L’excédent de la balance des comptes courants allemands atteindra cette année un pic historique à environ 278 milliards d’euros, soit 310 milliards de dollars. De fait, c’est l’Allemagne qui se taille la part du lion sur le plan du commerce mondial, devant la Chine et très loin devant tous les pays émergents. En effet, l’excédent chinois devrait se contracter de 70 milliards de dollars en 2016 (pour atteindre 260 milliards), tandis que les Etats-Unis restent le pays au monde qui subit le plus important déficit commercial. Comment l’Allemagne parvient-elle à se positionner ainsi en leader absolu du commerce mondial, et comment expliquer son excédent commercial avec les USA qui fut de 75 milliards de dollars l’an dernier? Est-ce en volant des emplois aux salariés américains que l’Allemagne est le pays qui entretient le second excédent commercial avec les Etats-Unis, juste derrière la Chine? Comment l’Allemagne fait-elle progresser son excédent alors même que l’économie globale semble stagner?

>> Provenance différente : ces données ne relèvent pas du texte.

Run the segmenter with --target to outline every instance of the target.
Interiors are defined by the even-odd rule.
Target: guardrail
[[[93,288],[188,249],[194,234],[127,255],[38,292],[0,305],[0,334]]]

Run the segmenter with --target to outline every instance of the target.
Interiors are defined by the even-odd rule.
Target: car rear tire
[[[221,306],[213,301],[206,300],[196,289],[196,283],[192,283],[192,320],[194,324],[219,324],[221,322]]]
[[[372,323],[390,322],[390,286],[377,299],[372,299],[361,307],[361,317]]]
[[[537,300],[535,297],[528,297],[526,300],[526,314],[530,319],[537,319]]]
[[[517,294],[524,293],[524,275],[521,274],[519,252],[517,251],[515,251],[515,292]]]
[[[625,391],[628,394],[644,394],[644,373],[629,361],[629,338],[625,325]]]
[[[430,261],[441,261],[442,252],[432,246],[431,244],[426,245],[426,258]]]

Certes, et comme les allemands eux-mêmes ne se privent jamais de le rappeler, la qualité de leurs produits est un atout considérable en bien des secteurs très prisés chez les grands pays importateurs. La communication des PME allemande est en outre excellente : comment ne pas se souvenir à cet égard des publicités légendaires de Volkswagen qui mettaient en avant les avancées technologiques de cette firme? Enfin, l’Allemagne est très probablement le plus digne représentant de la politique de l’offre qui professe qu’un excédent commercial est d’abord et avant tout le reflet de la qualité et de la diversité des produits manufacturés. Les officiels de ce pays ne cessent effectivement de s’ériger en donneurs de leçons selon lesquelles leur manne commerciale est redevable à leurs grands inventeurs, à leur productivité exemplaire, à leur technologie avant-gardiste et à leurs marchandises hyper compétitives.

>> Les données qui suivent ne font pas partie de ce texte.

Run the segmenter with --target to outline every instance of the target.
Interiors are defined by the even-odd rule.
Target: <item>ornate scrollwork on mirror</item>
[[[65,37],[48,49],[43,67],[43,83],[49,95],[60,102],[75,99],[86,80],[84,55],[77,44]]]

Storytelling à moitié vrai seulement car les excédents allemands sont également la résultante mécanique de prix bas à l’exportation grâce à un euro faible. C’est parce qu’elle partage la monnaie unique avec des nations à l’économie nettement moins prospère que l’Allemagne bénéficie de cet atout considérable d’un euro logiquement sous pression depuis quelques années. Des études très sérieuses n’ont-elles pas démontré que le retour au Deutsche Mark induirait une flambée d’au moins 25% de sa devise nationale retrouvée? Et comment ne pas évoquer les salaires allemands –plus bas que la moyenne européenne– qui contribuent notoirement à son excédent commercial car ses citoyens n’ont pas franchement les moyens de consommer, et donc d’importer ! Les allemands peuvent-ils éternellement vivre dans une sorte d’autarcie qui fait gonfler toujours plus leurs excédents dans un contexte global déprimé, alors même qu’ils auraient largement les moyens de soutenir partiellement -par la relance de leur demande agrégée- l’économie globale?

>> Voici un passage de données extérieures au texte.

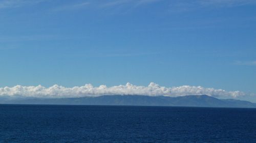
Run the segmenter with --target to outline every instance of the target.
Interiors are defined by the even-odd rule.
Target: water
[[[256,142],[256,109],[0,105],[0,142]]]

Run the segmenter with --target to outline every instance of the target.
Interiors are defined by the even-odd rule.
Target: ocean
[[[0,142],[256,142],[256,109],[2,104]]]

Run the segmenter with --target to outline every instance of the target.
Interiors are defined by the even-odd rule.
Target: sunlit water
[[[0,142],[256,142],[256,109],[0,105]]]

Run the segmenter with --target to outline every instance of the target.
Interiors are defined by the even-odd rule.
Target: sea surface
[[[0,105],[0,142],[256,142],[256,109]]]

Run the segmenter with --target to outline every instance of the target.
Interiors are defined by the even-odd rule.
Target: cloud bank
[[[245,95],[244,93],[238,91],[226,91],[222,89],[189,85],[167,88],[161,87],[154,82],[150,83],[147,87],[135,85],[128,82],[125,85],[120,85],[111,87],[107,87],[105,85],[94,87],[91,84],[87,84],[83,86],[73,88],[66,88],[55,84],[49,88],[41,85],[29,87],[17,85],[13,87],[6,87],[0,88],[0,97],[14,98],[96,97],[112,95],[139,95],[151,96],[163,95],[176,97],[203,94],[229,98],[236,98]]]

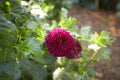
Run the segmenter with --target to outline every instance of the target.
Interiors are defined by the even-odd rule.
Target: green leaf
[[[12,47],[17,41],[16,27],[10,21],[0,22],[0,47]]]
[[[43,52],[43,53],[34,54],[32,58],[40,62],[41,64],[52,64],[56,61],[57,58],[52,56],[50,53],[48,52]]]
[[[0,63],[0,75],[3,73],[3,71],[4,71],[4,65]]]
[[[102,56],[105,60],[110,61],[112,52],[109,48],[104,48],[102,51]]]
[[[21,59],[20,65],[22,69],[33,77],[33,80],[44,80],[47,76],[47,71],[39,63]]]
[[[19,66],[13,61],[10,61],[4,65],[4,72],[10,76],[11,80],[17,80],[21,76]]]
[[[94,68],[89,67],[89,68],[87,69],[87,73],[88,73],[88,75],[89,75],[90,77],[95,77],[95,70],[94,70]]]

Constamment vilipendé par l’establishment allemand, Mario Draghi n’aurait pourtant nullement eu besoin de lancer la BCE dans ses programmes de création monétaire si la nation allemande avait bien voulu –par sa consommation, par une politique de grands travaux, par l’augmentation de ses salaires, et donc par la diminution de ses excédents– soutenir l’économie de l’Union. Rien à faire car les allemands restent sourds et ne parviennent -ni ne veulent d’ailleurs- se départir de leur fixation de l’épargne et des excédents… qu’ils utilisent cependant à très mauvais escient. On se souvient bien de leurs placements quasi frénétiques dans les subprimes américains et dans la dette grecque, et on se souvient également du fiasco retentissent de ces deux investissements. L’Allemagne est certes une fourmi, mais elle risque fort de ne jamais retrouver les provisions qu’elle accumule obsessionnellement.